FAQs on Factors of 90

1. What are the factors of 34 and 416?

We know that the number 34 is a composite number.

34 = 1 x 34

2 x 17= 34

Factors of 34: 1, 2, 17, 34. Therefore, prime factorization: 34 = 2 x 17

The Factors of 416 are as follows:

• 416 is a composite number in Mathematics.

• The prime factorization of the number 416 can be written as 2 x 2 x 2 x 2 x 2 x 13, which can be written as 416 = \[2^{5} * 13\]

• 5 and 1 are the exponents in the prime factorization.

• Factors of 416 can be listed as 1, 2, 4, 8, 13, 16, 26, 32, 52, 104, 208, and 416.

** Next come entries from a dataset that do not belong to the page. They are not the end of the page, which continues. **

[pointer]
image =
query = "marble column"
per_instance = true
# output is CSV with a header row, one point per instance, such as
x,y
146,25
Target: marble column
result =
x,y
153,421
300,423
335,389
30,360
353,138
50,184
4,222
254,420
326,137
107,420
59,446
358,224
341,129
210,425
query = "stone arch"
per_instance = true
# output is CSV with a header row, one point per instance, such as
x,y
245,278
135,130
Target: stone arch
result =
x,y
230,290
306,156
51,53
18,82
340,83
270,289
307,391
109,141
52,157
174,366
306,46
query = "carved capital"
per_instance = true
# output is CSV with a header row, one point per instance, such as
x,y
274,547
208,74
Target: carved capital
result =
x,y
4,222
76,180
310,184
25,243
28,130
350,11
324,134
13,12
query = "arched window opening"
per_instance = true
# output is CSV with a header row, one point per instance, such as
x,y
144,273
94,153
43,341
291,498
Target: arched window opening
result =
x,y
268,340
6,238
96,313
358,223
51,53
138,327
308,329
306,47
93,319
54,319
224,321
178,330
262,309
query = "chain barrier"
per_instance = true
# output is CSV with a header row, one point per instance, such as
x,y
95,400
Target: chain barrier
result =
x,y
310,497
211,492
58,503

2. What are the prime factors of 41?

To make the task easier, we can find the square root of the given number. Let’s suppose that 41 is not a prime number. Then, the number would be divisible by at least one prime number which is less than or equal to the square root of the number √41 ≈ 6.4. Now, list all the prime numbers less than 6, which are 2, 3, and 5, and since 41 cannot be divided evenly by 2, 3, or 5, we can conclude that 41 is a prime number. So, there are no prime factors of 41.

3. Is 18 a factor of 90?

All those numbers that completely divide the given number are considered factors. Since 18 times 5 equals 90, it is considered a factor.  Students can understand this well if they read from Factors of 90 – Definition and Prime Factorization online. This page will resolve all their queries as it has all the useful inputs that are needed regarding Factors. This page explains how factors of any number are formed when they are divided and will help all students to pick up the topic properly.